Creating an effective archive with labels

October 11, 2012 | 4 min Read

Paper is tree-based

Developer documentation, if available, is a great thing. It is even better if you can actually find the piece of information you are looking for. Most documentation I have seen is organized in one big hierarchical tree. It’s impossible to find anything until you have intimate knowledge of the tree itself. The problem is often that the information itself is not structured enough to naturally fit in a single hierarchical tree, but it is pressed into it because it appears to be the only way to structure things.

The idea that information is best structured in single-dimensional hierarchies comes from a world where it was expensive to store objects in more than one place. Everything that is paper-based or contains other physical entities belongs in this category. Unfortunately, this idea has been burned rather strongly into the post-modern human brain, and only slowly are people realizing that this is an artificial border that is no longer relevant in the information age. In my last blog entry 10 Principles on Electronic self-management I roughly outlined the archive. Here I want to elaborate and generalize this idea.

Labels deal with unstructured information

Many applications nowadays allow their documents to apply labels, sometimes called tags.

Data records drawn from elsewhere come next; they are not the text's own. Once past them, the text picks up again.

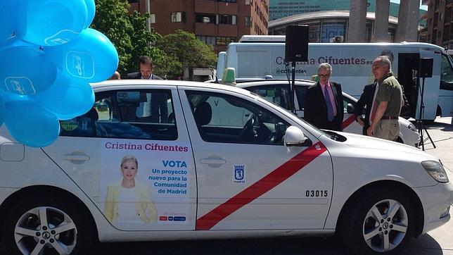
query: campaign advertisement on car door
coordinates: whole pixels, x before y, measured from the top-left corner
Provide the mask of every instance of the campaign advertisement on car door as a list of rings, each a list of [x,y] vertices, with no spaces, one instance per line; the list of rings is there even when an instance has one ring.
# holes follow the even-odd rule
[[[101,197],[114,225],[186,225],[192,152],[167,141],[104,139]]]

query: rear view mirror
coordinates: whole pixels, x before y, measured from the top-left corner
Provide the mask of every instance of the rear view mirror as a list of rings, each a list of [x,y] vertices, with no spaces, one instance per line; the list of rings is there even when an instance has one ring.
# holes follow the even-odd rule
[[[306,139],[300,128],[292,125],[286,129],[284,137],[286,146],[304,146]]]

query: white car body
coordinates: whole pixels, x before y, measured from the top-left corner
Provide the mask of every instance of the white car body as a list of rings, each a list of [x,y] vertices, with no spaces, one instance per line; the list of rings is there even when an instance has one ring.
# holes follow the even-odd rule
[[[303,118],[304,111],[302,107],[304,99],[302,97],[305,94],[305,89],[309,86],[314,85],[315,82],[308,80],[296,80],[295,85],[296,86],[295,97],[294,97],[294,105],[295,107],[295,113],[298,116]],[[286,88],[289,91],[289,84],[288,80],[256,80],[247,82],[240,82],[236,85],[236,87],[241,87],[253,92],[257,92],[260,88],[282,89]],[[298,91],[299,89],[303,91]],[[289,96],[289,95],[288,95]],[[343,132],[347,132],[355,134],[362,134],[362,127],[355,121],[355,116],[352,113],[348,113],[347,104],[350,104],[352,106],[356,106],[357,99],[349,95],[347,93],[343,92],[343,109],[344,109],[344,119],[343,119]],[[265,97],[267,100],[274,102],[272,97]],[[289,100],[289,99],[288,99]],[[279,104],[279,102],[274,102]],[[285,108],[285,107],[283,107]],[[289,110],[287,108],[287,110]],[[420,142],[420,135],[417,132],[416,128],[410,121],[399,117],[398,122],[400,123],[400,135],[397,142],[413,146],[418,147]]]
[[[4,125],[0,127],[0,229],[9,249],[26,253],[53,247],[63,254],[64,247],[69,247],[65,252],[82,254],[79,249],[87,249],[89,243],[84,238],[96,232],[101,242],[331,235],[344,230],[346,212],[362,211],[349,205],[362,194],[380,196],[383,189],[395,191],[383,198],[400,206],[393,213],[407,213],[410,227],[404,228],[410,235],[425,233],[450,218],[453,186],[447,178],[440,182],[427,172],[422,162],[437,166],[440,175],[441,164],[416,148],[362,135],[324,132],[283,108],[231,86],[129,80],[104,82],[93,87],[96,116],[62,122],[64,130],[48,147],[25,147],[17,143]],[[169,123],[122,122],[99,111],[106,107],[100,105],[106,95],[116,94],[113,101],[123,100],[127,94],[125,91],[130,93],[126,97],[130,101],[121,104],[146,100],[146,97],[136,97],[141,94],[135,92],[169,92],[169,114],[174,113],[175,121],[169,117]],[[213,100],[202,101],[207,95]],[[222,106],[216,97],[233,104]],[[200,125],[194,116],[206,102],[212,108],[251,107],[251,113],[246,113],[247,107],[234,113],[245,120],[243,128],[238,130],[239,137],[227,132],[234,131],[238,125],[228,120],[232,111],[212,110],[212,121],[222,122],[222,125]],[[256,116],[255,109],[258,109]],[[112,111],[113,116],[118,114],[115,111],[118,108]],[[254,118],[256,120],[250,121]],[[274,120],[275,125],[271,125]],[[247,128],[249,123],[252,130]],[[141,128],[145,132],[155,124],[158,128],[150,129],[151,135],[137,131]],[[284,137],[277,131],[281,125],[286,125]],[[87,135],[90,127],[96,130],[91,130],[91,136]],[[263,135],[267,129],[274,128],[274,132]],[[122,128],[129,133],[121,132]],[[169,130],[177,130],[176,137]],[[77,135],[71,135],[72,132]],[[257,142],[260,137],[264,139]],[[108,184],[122,180],[120,162],[127,154],[139,162],[135,178],[150,187],[158,212],[155,222],[108,220],[104,207]],[[155,180],[164,177],[166,180]],[[402,194],[405,201],[399,200]],[[68,224],[43,220],[51,213],[65,216]],[[39,225],[33,229],[24,225],[32,218]],[[49,226],[43,228],[44,224]],[[72,242],[71,245],[59,246],[61,236],[48,228],[57,233],[77,230],[71,232],[78,235],[65,241]],[[37,247],[24,244],[21,240],[25,237],[37,242]],[[53,238],[60,242],[54,242]],[[397,249],[404,247],[398,244]],[[384,249],[392,251],[393,248]]]

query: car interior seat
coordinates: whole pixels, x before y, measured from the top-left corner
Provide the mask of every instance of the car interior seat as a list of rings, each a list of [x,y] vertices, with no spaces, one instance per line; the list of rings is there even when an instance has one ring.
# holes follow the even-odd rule
[[[212,118],[211,106],[205,101],[198,104],[193,113],[193,117],[198,126],[208,124]]]

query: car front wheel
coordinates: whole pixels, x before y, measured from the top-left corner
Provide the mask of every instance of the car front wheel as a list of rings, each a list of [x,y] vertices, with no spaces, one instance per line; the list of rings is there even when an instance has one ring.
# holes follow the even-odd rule
[[[369,190],[343,217],[343,240],[356,254],[398,254],[413,236],[413,208],[401,190]]]
[[[8,254],[84,254],[94,231],[83,210],[68,200],[46,193],[16,203],[3,228]]]

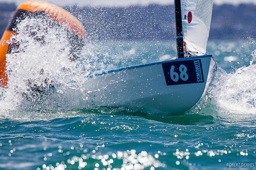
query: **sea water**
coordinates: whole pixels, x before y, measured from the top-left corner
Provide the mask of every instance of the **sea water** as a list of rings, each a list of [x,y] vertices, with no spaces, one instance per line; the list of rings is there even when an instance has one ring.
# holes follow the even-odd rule
[[[87,77],[175,58],[174,41],[89,40],[71,62],[66,30],[44,22],[25,20],[6,42],[20,45],[7,55],[8,88],[0,91],[0,169],[255,169],[254,40],[210,41],[218,68],[206,93],[185,114],[166,116],[93,106]],[[28,24],[44,30],[36,36],[44,43]],[[46,92],[26,83],[46,78],[54,88]]]

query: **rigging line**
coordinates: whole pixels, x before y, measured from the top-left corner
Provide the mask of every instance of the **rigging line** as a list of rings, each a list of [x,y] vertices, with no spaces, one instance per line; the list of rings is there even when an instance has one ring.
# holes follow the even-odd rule
[[[178,41],[178,42],[180,42],[180,43],[183,43],[183,42],[180,42],[180,41],[178,41],[177,40],[176,40],[176,41]],[[189,46],[190,47],[192,47],[192,48],[195,48],[195,49],[196,49],[196,50],[197,50],[197,51],[199,51],[199,52],[200,52],[200,53],[197,53],[198,54],[206,54],[206,53],[203,53],[203,52],[202,52],[202,51],[199,51],[199,50],[198,50],[196,48],[195,48],[195,47],[193,47],[193,45],[192,45],[192,46],[190,46],[189,45],[188,45],[188,44],[186,44],[186,45],[187,45],[188,46]],[[191,51],[191,51],[191,52],[194,52],[194,53],[196,53],[196,52],[195,52]]]
[[[184,31],[183,30],[183,27],[182,27],[182,34],[183,34],[183,36],[184,37],[184,41],[185,41],[185,39],[186,39],[186,38],[185,38],[185,34],[184,33]],[[185,41],[185,42],[186,42],[186,41]],[[192,44],[191,44],[191,43],[190,43],[189,42],[189,41],[188,41],[188,43],[189,43],[190,44],[190,45],[191,45],[191,46],[189,46],[189,45],[188,45],[188,44],[187,44],[187,43],[186,43],[186,46],[187,46],[187,45],[188,45],[188,46],[189,46],[190,47],[192,47],[192,48],[194,48],[194,49],[196,49],[196,50],[197,50],[197,51],[199,51],[199,52],[200,52],[200,53],[201,53],[201,54],[204,54],[204,53],[203,53],[203,52],[202,52],[202,51],[199,51],[196,48],[195,48],[195,47],[194,47],[193,46],[193,45],[192,45]],[[187,48],[186,48],[186,49],[187,49]],[[192,52],[192,51],[191,51],[191,52]],[[188,51],[187,51],[187,51],[186,51],[186,52],[188,52]]]

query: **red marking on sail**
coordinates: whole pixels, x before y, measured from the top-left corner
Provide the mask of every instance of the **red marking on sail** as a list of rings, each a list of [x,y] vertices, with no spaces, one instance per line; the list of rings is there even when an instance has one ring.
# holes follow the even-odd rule
[[[190,24],[192,21],[192,13],[191,11],[188,12],[188,24]]]

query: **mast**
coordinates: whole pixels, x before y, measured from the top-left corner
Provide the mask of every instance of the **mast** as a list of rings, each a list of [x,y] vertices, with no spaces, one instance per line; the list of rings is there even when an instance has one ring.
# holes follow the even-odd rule
[[[176,45],[178,53],[178,58],[184,58],[180,0],[174,0],[174,6],[175,8],[175,19],[176,21]]]

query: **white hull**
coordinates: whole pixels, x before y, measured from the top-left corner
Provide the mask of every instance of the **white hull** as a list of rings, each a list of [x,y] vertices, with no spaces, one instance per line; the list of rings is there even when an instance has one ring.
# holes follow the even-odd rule
[[[188,63],[198,59],[201,60],[204,82],[182,84],[187,82],[180,78],[179,82],[181,84],[167,85],[163,65],[171,67],[184,63],[189,71],[190,66]],[[90,77],[86,85],[92,92],[89,93],[90,100],[96,106],[124,106],[150,113],[179,114],[190,109],[204,94],[216,66],[211,55],[165,61],[103,72]],[[193,73],[185,73],[194,76]],[[196,79],[191,80],[188,79]]]

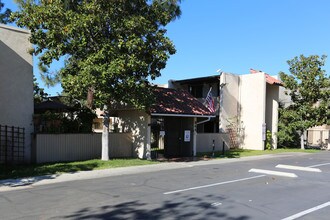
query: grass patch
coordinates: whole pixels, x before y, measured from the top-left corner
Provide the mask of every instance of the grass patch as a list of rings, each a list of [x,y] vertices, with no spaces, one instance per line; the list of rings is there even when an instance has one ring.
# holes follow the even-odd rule
[[[229,150],[225,151],[225,154],[223,155],[221,151],[214,152],[215,158],[239,158],[239,157],[248,157],[248,156],[258,156],[258,155],[265,155],[265,154],[279,154],[279,153],[291,153],[291,152],[302,152],[302,153],[316,153],[320,152],[320,150],[317,149],[294,149],[294,148],[288,148],[288,149],[276,149],[276,150],[243,150],[243,149],[237,149],[237,150]],[[211,157],[212,152],[207,153],[199,153],[198,156],[207,156]]]
[[[155,163],[157,162],[140,159],[112,159],[109,161],[87,160],[78,162],[47,163],[37,165],[0,165],[0,180],[61,173],[74,173],[78,171],[100,170],[116,167],[149,165]]]

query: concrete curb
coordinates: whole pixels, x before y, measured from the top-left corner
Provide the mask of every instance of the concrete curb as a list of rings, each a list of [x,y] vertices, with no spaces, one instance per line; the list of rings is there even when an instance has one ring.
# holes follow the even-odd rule
[[[152,165],[81,171],[76,173],[36,176],[36,177],[29,177],[22,179],[6,179],[6,180],[0,180],[0,192],[28,189],[40,185],[47,185],[47,184],[54,184],[54,183],[68,182],[68,181],[104,178],[110,176],[122,176],[122,175],[147,173],[147,172],[158,172],[163,170],[191,168],[195,166],[204,166],[204,165],[226,164],[233,162],[253,161],[253,160],[279,158],[279,157],[304,156],[304,155],[309,155],[309,153],[300,153],[300,152],[280,153],[280,154],[266,154],[260,156],[249,156],[249,157],[230,158],[230,159],[227,158],[210,159],[210,160],[189,161],[189,162],[162,162],[159,164],[152,164]]]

Labels have simple characteristics:

  • A page/document can have multiple labels
  • Multiple pages/documents can have the same labels
  • You can browse by labels, or sometimes search for them

For creating a label-based archive your application needs another feature:

  • Browse combined tags, i.e. find all documents that have both tags rap and osgi

This feature is available in applications like Evernote, Google mail and Confluence. Some systems that provide tag clouds are missing this feature, though.

Creating an effective archive with labels

A label-based archive works fine with mostly unstructured information like documentation snippets or notes, but for a better understanding we’ll start with something very structured. Consider a classical paper-based address book. All entries are organized alphabetically, but more importantly, they are organized by single letters.

  • B - Steve Ballmer
  • C - Tim Cook

Now let’s move this address book to the electronic world, and forget address book applications for the moment. Both “Steve Ballmer” and “Tim Cook” are documents now, and we can label them. “Steve Ballmer” gets a B, but because it’s convenient he also gets an S. “Tim Cook” gets C and T.

  • Steve Ballmer - B, S
  • Tim Cook - T, C

When your address book grows, and you have 50 or more entries under B, it will still be easy to find Steve Ballmer, because the combination of S and B will remain rare. Not unique, but rare enough.

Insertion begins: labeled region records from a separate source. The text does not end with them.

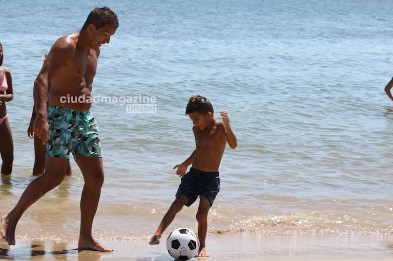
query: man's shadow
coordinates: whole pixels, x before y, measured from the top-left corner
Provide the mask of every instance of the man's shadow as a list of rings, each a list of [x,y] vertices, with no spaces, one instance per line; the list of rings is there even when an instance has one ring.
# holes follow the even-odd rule
[[[81,250],[77,248],[61,251],[46,251],[34,249],[40,247],[39,245],[31,245],[28,247],[22,247],[13,249],[0,248],[0,259],[8,260],[31,260],[32,256],[44,255],[70,255],[78,254]]]

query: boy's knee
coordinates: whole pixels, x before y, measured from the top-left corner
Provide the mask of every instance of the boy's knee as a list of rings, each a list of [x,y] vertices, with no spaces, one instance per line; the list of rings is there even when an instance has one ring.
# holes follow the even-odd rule
[[[197,212],[196,217],[198,222],[205,221],[208,220],[208,213]]]

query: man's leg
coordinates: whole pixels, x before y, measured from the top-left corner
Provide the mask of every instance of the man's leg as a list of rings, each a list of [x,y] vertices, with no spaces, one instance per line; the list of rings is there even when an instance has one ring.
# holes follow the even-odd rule
[[[61,182],[66,175],[68,160],[57,157],[47,158],[45,172],[27,186],[14,209],[3,216],[1,235],[8,245],[15,245],[15,229],[25,211]]]
[[[175,201],[173,201],[173,203],[171,205],[169,209],[162,218],[162,220],[161,221],[161,223],[160,223],[158,228],[152,237],[149,244],[150,245],[157,245],[159,244],[160,238],[161,238],[161,235],[162,234],[162,232],[165,231],[167,228],[168,227],[168,226],[169,226],[172,222],[173,221],[176,214],[181,210],[183,208],[183,206],[184,206],[185,202],[187,202],[187,200],[188,199],[185,196],[178,195],[176,196]]]
[[[92,229],[104,184],[102,158],[79,155],[76,159],[83,174],[85,185],[80,199],[80,230],[78,248],[80,250],[111,252],[93,238]]]
[[[43,140],[34,135],[34,165],[33,167],[33,176],[39,176],[45,171],[47,148],[43,144]]]
[[[198,256],[207,257],[209,254],[206,252],[205,242],[208,233],[208,213],[210,209],[210,202],[203,196],[199,196],[199,206],[197,212],[196,219],[198,221],[198,237],[200,246]]]

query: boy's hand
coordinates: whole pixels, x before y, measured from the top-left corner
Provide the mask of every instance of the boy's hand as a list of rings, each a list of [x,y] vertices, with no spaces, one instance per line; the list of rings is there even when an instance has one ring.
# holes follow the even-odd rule
[[[179,177],[182,177],[185,175],[185,172],[187,171],[187,166],[184,166],[182,164],[178,164],[176,166],[173,167],[173,169],[177,169],[176,170],[176,175]]]
[[[222,117],[222,121],[224,122],[224,124],[226,125],[229,123],[229,116],[228,116],[228,113],[226,113],[226,111],[224,110],[220,111],[220,115]]]

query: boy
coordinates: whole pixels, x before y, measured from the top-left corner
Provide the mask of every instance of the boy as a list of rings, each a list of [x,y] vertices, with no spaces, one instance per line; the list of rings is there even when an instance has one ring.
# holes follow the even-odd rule
[[[181,164],[175,165],[176,174],[181,178],[181,183],[167,213],[161,221],[150,245],[160,243],[162,232],[173,221],[184,205],[191,206],[199,196],[199,206],[196,214],[198,236],[200,242],[198,256],[208,257],[205,240],[208,231],[208,213],[220,190],[218,168],[227,141],[230,147],[237,146],[236,136],[229,123],[229,117],[225,111],[220,115],[223,122],[213,116],[213,108],[209,100],[197,95],[190,98],[185,107],[185,114],[193,121],[193,132],[196,148],[191,155]],[[187,168],[192,164],[186,174]]]

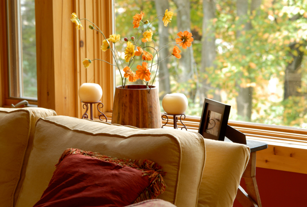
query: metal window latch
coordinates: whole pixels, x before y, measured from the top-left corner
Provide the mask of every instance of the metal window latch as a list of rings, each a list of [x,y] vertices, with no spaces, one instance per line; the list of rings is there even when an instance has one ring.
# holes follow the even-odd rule
[[[26,100],[24,100],[23,101],[21,101],[15,105],[14,105],[14,104],[11,104],[11,106],[12,107],[12,108],[17,108],[19,106],[22,106],[23,105],[25,105],[25,107],[28,107],[29,106],[29,102]]]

This approach alone is rather powerful, so it’s tempting to move other things to this document database. Let’s organize bookmarks, too. But wait a moment. Before you start labeling “Steve Ballmers Blog” with S and B, it’s time to categorize address book entries by adding the label addressbook.

  • Steve Ballmer - B, **S,addressbook**
  • Tim Cook - T, **C,addressbook**

Now you can add your bookmarks.

  • Steve Ballmers Blog - B, Sbookmarks
  • Tim Cooks Blog - T, C, B, bookmarks

Applying labels to somewhat structured information

Look at the hierarchical tree on the left. Imagine that this tree names only the folders, and each folder contains one or more documents with the actual information. It is a small but quite typical tree in any wiki of any mid-sized development project.

Let’s see how we can add labels to the documents in that tree. It appears obvious that client, server and database get their own categories. A document “Installing the client on Linux” gets the labels client, I, L. Also, if supported systems include Ubuntu and Redhat, the labels U and R are added.

faq is also a strong candidate for its own category label. After careful examination the team might decide that the installation and uninstallation topics are addressed well enough by I and U. Also, the homeless document that hides under “Server Migration” might get the labels server and M.

Should the team feel that migration is almost worth its own category, but does not want to commit to it, it’s a good idea to label the documents in question with both migration and M.

I use this archiving method for 500+ documents and generally find what I want with at most 3 intersecting tags. I don’t see any scaling issues for the next few hundred documents. What comes after that?